Here is how my mounted my hand guards.

 

DSC_1447.JPG

 

Its simple and light weight, plus the guards don't rotate on the bars when you crash.  And they don't interfere with the control cable routing !

Here is another weight saving idea.

 

DSC_1445.JPG

 

Yamaha builds great bikes, but they often overbuild things by quite a bit, especially on the WR.  Where a KTM has 1 bolt or maybe a plastic piece, Yamaha has 2 bolts and a steel piece.   This is great for reliability and toughness, but sometimes they overdo it.

'06 YZ fork is a direct swap

'07 and later require the wheel caliper etc

You can attach the WR caliper to the later forks if you dont mind modifying the bracket and if you can do some minor precision machining (spacers).
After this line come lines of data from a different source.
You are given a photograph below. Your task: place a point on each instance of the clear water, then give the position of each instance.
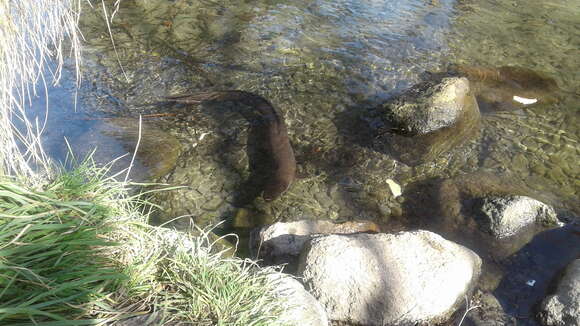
(326, 65)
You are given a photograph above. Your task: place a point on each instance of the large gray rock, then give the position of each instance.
(282, 242)
(507, 215)
(388, 279)
(430, 106)
(303, 308)
(563, 308)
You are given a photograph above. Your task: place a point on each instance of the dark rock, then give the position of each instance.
(430, 106)
(430, 120)
(508, 215)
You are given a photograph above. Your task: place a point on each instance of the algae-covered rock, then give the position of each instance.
(430, 120)
(430, 106)
(506, 216)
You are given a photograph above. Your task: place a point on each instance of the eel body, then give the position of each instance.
(276, 142)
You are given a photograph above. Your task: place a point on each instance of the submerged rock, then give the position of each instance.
(506, 216)
(303, 308)
(430, 120)
(430, 106)
(509, 87)
(282, 242)
(118, 138)
(563, 307)
(388, 279)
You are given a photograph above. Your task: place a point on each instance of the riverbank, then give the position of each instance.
(80, 252)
The stock pre '13 WR forks are very basic and not built very well, and will never have the capacity for both plushness and control like the YZ forks no matter how you modify them. I tried them all

 

Error in bold.  '07 YZ250F was the only one that year using the later, smaller caliper, master cylinder, and axle, and the late axle (up to the '13 model year YZ450) fits the standard 20mm bearings.  You just need the axle and spacers from the correct year YZ.  In 2008, all the rest of the line went with the smaller brakes.  From '10 upward, the outer fork tube diameters are different, but the internals are essentially the same, and mostly interchangeable.

 

I switched from an '03 CR250R to an '06 WR450 and I can't really tell much difference either.  The extra weight might even be a benefit, cause you don't seem to bounce around so much...

That's why the XR650 works so well in the rocky stuff; the suspension HAS TO comply whether it wants to or not. :smirk:

I think i may have been caught up in some kind of parallel reverse universe in my dirt biking attempts at utopia, i bought a road registered [street legal] yz450f 2007 and have gradually turned it into a wr from the other side of the mirror, the cost and time spent are on a par with your endeavors, if we carry on in our quest I fear our machines may have reached a point where we may be able to call them a doppelganger or sorts!